Marc Maignan recula pour prendre la dimension de la tâche en cours. Il avait déjà vu l'efficacité des méthodes de reconstitution.
*
Un scanner numérique en 3D mémorisait tous les fragments produisant à terme un nombre impressionnant de données. L'exploitation permettrait de comprendre le mode opératoire. L’absence de sang sur les différents fragments traduisait souvent une incision post-mortem.
Mais en même temps, les peaux semblaient comme brûlées sans être carbonisées peut-être par l'échauffement de l'outil utilisé ou une brûlure pour assécher. L’Institut médico-légal devrait réaliser un travail minutieux d'identification pour donner un nom à ces pauvres malheureux. Des prélèvements d'ADN seraient nécessaires, voire indispensables.
*
L'officier arpentait à présent une vaste scène de crime.

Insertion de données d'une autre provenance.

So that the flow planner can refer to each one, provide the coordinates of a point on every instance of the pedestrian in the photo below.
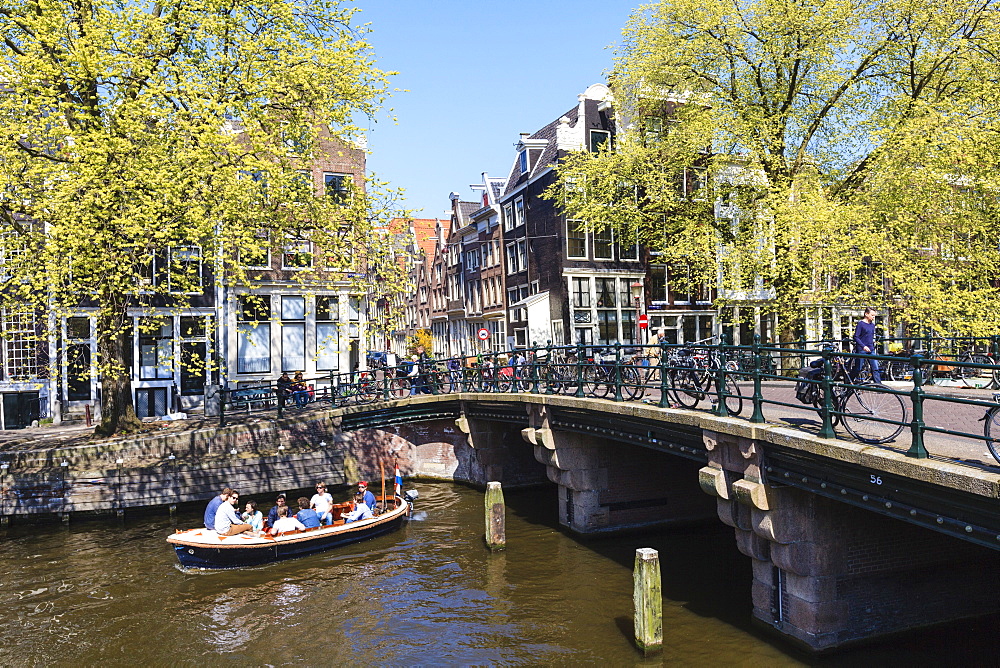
(864, 343)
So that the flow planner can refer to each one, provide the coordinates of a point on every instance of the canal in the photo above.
(110, 592)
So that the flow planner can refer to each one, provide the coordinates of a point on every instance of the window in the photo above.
(508, 216)
(185, 269)
(603, 242)
(293, 333)
(193, 368)
(78, 372)
(598, 138)
(156, 348)
(253, 333)
(606, 292)
(657, 276)
(259, 257)
(297, 254)
(327, 333)
(337, 188)
(580, 292)
(19, 329)
(512, 267)
(576, 240)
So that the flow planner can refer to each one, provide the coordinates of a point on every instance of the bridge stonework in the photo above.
(607, 486)
(827, 574)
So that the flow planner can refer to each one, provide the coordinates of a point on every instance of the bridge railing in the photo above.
(809, 385)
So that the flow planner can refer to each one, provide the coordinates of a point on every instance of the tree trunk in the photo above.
(117, 408)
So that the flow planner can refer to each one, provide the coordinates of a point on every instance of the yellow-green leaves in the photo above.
(848, 145)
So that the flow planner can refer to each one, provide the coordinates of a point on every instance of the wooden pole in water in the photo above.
(381, 469)
(496, 536)
(648, 601)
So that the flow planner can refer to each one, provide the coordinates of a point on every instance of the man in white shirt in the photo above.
(322, 503)
(227, 521)
(361, 510)
(285, 523)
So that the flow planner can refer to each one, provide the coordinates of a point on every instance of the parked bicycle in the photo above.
(992, 427)
(693, 376)
(602, 373)
(869, 411)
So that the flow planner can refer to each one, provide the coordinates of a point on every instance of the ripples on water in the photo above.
(431, 594)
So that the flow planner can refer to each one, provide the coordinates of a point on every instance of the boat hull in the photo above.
(206, 550)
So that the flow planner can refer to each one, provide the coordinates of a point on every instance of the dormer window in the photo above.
(598, 138)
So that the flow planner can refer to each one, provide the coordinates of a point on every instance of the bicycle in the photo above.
(869, 411)
(992, 427)
(600, 379)
(693, 377)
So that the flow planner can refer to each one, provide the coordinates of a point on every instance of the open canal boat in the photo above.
(203, 548)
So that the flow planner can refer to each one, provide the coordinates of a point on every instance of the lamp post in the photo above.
(636, 289)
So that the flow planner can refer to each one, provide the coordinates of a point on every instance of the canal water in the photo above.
(111, 593)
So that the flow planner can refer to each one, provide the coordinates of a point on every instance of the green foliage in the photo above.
(145, 141)
(848, 146)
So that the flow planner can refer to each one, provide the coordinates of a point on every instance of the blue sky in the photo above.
(478, 73)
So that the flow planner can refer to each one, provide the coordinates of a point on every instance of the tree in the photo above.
(848, 146)
(138, 135)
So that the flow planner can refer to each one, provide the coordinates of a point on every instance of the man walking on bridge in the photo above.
(864, 342)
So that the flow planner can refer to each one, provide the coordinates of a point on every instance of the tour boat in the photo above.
(203, 548)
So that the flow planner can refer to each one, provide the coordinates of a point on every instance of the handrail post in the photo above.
(720, 388)
(758, 397)
(618, 372)
(664, 389)
(533, 368)
(917, 425)
(222, 405)
(826, 410)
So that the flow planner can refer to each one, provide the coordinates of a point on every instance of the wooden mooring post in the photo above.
(496, 532)
(648, 601)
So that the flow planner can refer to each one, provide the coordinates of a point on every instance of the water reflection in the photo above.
(431, 594)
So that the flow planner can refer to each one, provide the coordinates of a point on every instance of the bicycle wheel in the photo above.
(734, 397)
(873, 415)
(992, 432)
(686, 389)
(594, 382)
(969, 374)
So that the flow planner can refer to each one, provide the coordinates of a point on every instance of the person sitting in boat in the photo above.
(361, 510)
(285, 522)
(369, 497)
(307, 515)
(253, 517)
(213, 507)
(322, 503)
(272, 515)
(227, 522)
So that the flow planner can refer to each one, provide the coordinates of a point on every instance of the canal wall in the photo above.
(259, 458)
(827, 574)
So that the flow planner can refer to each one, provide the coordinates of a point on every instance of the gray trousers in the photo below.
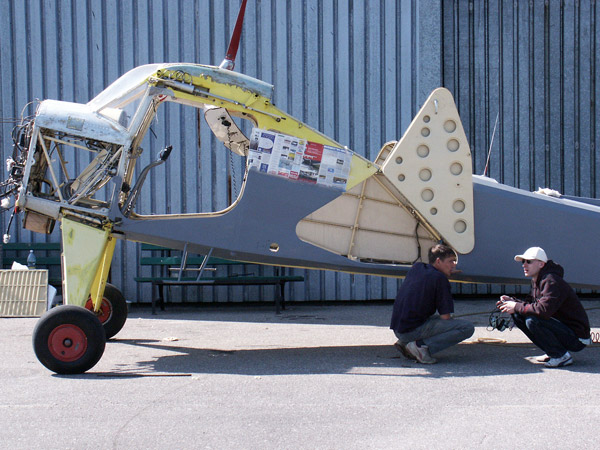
(438, 333)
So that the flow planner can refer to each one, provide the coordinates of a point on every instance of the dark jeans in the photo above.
(551, 335)
(438, 333)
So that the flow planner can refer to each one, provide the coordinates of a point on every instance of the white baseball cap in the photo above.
(533, 253)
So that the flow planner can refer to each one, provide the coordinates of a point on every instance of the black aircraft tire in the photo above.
(69, 340)
(113, 310)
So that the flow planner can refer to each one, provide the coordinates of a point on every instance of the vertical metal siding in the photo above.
(355, 69)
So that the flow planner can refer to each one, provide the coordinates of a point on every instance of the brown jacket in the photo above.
(552, 297)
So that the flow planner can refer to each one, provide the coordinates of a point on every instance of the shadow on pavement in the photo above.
(464, 360)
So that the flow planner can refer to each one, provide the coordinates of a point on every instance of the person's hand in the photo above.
(507, 306)
(504, 298)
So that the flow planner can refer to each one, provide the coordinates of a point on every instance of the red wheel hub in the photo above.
(67, 343)
(104, 312)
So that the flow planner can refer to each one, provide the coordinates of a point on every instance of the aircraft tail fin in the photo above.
(229, 62)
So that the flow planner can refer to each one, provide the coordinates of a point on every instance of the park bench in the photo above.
(174, 271)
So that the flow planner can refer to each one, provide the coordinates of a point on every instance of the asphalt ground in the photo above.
(323, 377)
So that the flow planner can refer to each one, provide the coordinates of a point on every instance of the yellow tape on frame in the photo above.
(83, 250)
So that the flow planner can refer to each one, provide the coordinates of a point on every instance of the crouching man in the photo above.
(552, 316)
(425, 291)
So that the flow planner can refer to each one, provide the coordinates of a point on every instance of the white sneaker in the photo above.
(564, 360)
(421, 354)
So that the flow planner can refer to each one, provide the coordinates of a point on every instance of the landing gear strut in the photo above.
(113, 310)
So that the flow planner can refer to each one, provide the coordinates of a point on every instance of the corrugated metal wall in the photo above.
(356, 70)
(533, 65)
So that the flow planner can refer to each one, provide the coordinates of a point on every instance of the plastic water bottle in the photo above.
(31, 260)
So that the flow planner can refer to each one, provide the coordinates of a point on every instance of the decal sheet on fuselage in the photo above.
(298, 159)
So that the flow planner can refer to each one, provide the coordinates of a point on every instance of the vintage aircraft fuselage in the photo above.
(333, 209)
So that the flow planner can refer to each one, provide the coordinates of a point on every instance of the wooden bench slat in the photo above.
(169, 262)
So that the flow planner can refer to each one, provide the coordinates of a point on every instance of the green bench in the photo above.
(47, 255)
(174, 272)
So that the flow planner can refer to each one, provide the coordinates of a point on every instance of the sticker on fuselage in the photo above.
(298, 159)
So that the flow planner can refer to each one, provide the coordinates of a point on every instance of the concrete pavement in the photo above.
(313, 377)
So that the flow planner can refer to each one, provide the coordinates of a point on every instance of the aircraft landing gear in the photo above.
(113, 310)
(69, 340)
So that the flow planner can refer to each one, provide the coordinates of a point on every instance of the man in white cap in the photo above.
(552, 316)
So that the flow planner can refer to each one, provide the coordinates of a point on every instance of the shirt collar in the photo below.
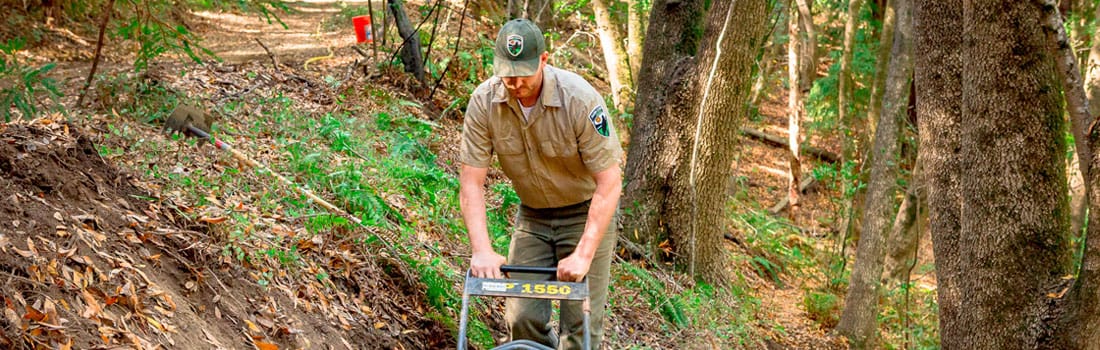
(549, 94)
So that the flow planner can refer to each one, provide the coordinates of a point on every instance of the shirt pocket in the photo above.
(509, 145)
(558, 149)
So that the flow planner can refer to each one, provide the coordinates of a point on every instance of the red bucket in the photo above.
(362, 24)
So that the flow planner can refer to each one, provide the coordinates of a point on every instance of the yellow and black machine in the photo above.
(525, 288)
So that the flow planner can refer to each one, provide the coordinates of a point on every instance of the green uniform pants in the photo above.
(541, 238)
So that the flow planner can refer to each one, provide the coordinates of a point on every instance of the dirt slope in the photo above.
(91, 261)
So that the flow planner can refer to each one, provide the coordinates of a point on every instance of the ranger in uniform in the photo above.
(551, 134)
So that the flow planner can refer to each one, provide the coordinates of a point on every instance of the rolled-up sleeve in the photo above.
(476, 137)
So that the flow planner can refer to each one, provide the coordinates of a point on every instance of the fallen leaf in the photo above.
(253, 327)
(92, 306)
(266, 346)
(213, 220)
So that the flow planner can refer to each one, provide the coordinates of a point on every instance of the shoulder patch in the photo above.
(598, 118)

Il prodiguait des encouragements aux agents ruisselants sous leurs vêtements de pluie. Il les repérait sur le terrain par le faisceau des lampes-torches. Il passa près de la scientifique et releva quelques appréciations du chef d'équipe. Parfois, une éclaircie dans le ciel cédait la place à l'astre lunaire qui par sa présence apportait une sorte d'apaisement tout en jetant une blancheur froide et cruelle.
*
Un jour blafard commença à poindre et la pluie cessa comme par enchantement. L’ambiance devenait ainsi plus audible, presque silencieuse, mais bientôt des badauds, des sportifs et des promeneurs animeraient les allées du Parc.
Paris s’éveillait à nouveau.
De la brume s’élevait des sols et des allées du jardin sous l’action de la chaleur d’une journée d’été indien. La circulation naissante révélait la fraicheur de l’écoulement de l’eau par le chuintement des pneumatiques sur la chaussée.

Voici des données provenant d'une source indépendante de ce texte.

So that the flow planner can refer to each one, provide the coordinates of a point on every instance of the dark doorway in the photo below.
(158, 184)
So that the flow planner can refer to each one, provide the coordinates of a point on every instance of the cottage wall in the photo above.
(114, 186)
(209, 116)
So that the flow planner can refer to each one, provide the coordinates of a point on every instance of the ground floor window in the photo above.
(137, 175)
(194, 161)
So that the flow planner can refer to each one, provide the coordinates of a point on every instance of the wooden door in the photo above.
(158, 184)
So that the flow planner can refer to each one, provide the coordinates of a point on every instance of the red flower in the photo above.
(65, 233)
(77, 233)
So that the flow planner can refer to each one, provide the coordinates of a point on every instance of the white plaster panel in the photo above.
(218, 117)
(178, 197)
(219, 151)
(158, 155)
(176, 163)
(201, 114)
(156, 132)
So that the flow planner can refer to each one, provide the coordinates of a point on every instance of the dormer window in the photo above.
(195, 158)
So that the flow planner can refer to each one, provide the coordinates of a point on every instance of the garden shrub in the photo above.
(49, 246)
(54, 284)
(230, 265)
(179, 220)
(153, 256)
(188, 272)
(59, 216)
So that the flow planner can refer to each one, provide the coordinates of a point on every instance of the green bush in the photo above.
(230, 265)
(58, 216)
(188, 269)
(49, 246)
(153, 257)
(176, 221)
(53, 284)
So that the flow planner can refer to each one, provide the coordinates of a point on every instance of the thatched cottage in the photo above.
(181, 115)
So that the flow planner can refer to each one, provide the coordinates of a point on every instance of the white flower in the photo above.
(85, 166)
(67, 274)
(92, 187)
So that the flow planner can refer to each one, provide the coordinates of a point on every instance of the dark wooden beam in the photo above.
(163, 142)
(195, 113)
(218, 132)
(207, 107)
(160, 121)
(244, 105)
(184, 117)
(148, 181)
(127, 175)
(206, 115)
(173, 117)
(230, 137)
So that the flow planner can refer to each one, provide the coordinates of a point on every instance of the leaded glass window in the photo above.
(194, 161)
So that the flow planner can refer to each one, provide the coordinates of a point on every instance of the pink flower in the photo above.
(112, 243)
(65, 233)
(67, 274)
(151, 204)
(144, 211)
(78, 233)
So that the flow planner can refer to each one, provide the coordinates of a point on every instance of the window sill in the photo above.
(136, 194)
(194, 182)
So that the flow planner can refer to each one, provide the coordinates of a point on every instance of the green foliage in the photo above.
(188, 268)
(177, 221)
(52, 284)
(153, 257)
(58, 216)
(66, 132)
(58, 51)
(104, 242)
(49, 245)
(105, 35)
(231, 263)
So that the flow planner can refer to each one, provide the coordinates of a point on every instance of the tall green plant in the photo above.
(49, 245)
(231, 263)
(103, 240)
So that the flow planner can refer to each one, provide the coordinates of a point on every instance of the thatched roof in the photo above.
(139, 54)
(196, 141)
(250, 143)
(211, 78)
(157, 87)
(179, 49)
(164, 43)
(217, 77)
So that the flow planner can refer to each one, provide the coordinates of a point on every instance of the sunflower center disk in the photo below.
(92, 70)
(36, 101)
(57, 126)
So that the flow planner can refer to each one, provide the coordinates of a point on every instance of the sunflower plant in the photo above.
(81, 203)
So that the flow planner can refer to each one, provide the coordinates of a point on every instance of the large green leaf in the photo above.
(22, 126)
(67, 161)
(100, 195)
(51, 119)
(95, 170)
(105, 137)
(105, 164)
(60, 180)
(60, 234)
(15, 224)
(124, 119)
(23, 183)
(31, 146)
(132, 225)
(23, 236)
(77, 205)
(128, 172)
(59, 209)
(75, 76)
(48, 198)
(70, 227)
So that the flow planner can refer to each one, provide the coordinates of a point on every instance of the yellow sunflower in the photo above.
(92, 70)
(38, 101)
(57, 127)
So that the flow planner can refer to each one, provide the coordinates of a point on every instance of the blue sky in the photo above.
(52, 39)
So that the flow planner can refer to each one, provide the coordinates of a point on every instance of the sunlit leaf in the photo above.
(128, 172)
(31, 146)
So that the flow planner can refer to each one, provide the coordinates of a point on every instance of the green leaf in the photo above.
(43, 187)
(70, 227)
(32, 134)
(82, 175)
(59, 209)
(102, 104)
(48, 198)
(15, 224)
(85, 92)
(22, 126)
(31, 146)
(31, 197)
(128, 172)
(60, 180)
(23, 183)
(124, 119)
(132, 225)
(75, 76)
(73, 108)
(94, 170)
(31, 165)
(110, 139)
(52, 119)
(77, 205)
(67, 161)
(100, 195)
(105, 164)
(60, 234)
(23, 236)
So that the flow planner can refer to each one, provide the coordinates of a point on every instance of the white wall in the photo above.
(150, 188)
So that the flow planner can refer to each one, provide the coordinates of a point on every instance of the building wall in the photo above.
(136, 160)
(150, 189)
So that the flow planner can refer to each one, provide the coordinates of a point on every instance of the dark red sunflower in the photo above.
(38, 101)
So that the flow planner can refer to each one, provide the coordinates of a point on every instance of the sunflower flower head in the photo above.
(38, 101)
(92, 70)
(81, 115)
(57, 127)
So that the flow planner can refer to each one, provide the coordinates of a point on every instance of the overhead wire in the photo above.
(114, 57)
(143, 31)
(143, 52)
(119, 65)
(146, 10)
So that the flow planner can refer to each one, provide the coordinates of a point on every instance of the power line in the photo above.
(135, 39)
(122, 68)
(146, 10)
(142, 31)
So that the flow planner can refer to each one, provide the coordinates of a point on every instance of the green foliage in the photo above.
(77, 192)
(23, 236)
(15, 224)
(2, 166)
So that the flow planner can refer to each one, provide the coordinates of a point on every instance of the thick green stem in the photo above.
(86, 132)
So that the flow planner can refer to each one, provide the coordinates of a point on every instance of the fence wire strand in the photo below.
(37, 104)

Les façades des facultés, des musées et du Palais du Luxembourg en bordure du parc prenaient peu à peu une légère teinte rouge orangée. Une sorte de poésie qui dénotait de manière troublante avec la scène macabre de la nuit.
*
Marc Maignan appréciait depuis quelques mois la présence de son nouvel adjoint. Un type spécial, répondant au patronyme de Fred Jasper. Rigoureux, consciencieux, peu disert, introverti, sans doute en raison de ses origines corréziennes, un gars du terroir. Il sortait à peine de l’école de police de Cannes-Ecluse.
Ce dernier sauta dans son véhicule, accompagné de l'un des responsables de la PTS. Au passage au ralenti à hauteur de Maignan, il baissa la vitre et lâcha.

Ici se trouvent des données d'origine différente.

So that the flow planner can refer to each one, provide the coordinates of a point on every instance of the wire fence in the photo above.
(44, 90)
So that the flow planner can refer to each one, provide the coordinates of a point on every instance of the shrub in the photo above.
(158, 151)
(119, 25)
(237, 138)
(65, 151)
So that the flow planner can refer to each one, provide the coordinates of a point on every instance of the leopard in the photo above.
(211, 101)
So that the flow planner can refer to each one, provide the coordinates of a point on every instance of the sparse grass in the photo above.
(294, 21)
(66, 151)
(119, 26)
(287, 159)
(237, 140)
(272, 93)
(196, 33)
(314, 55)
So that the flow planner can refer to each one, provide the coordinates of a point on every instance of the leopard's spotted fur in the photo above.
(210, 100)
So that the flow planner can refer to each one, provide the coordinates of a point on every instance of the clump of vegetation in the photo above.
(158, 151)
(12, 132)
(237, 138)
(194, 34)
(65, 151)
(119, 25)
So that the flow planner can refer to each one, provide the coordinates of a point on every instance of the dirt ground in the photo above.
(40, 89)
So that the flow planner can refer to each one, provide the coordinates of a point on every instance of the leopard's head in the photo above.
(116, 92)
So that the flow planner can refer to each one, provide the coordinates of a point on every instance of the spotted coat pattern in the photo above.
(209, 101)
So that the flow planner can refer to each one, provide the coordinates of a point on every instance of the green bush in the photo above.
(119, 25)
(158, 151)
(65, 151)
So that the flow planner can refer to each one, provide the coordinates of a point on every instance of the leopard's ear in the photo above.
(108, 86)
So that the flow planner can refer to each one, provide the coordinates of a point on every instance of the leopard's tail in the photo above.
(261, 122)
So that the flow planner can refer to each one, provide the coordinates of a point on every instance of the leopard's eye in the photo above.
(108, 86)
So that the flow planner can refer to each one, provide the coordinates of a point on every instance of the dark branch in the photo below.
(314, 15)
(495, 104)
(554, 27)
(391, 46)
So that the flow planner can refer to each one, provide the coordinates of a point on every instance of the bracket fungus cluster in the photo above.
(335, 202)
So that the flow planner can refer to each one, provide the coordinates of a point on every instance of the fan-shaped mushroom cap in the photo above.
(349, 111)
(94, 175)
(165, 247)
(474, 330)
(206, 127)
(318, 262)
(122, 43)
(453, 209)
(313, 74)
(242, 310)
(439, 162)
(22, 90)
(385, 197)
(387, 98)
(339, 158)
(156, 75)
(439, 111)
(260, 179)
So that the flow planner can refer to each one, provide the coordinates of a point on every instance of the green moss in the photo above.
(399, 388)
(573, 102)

- Marc, je pars au commissariat pour charger les données topographiques.
- Oui, ok, pas de problème. Tu m'appelles.
- Ça marche !
Le véhicule de service s'éloigna dans un crissement de pneumatiques. L'adjoint et l'expert emportaient tous les enregistrements numériques des prises photographique et vidéo pour les charger dans des applications informatiques de l’équipe média du commissariat.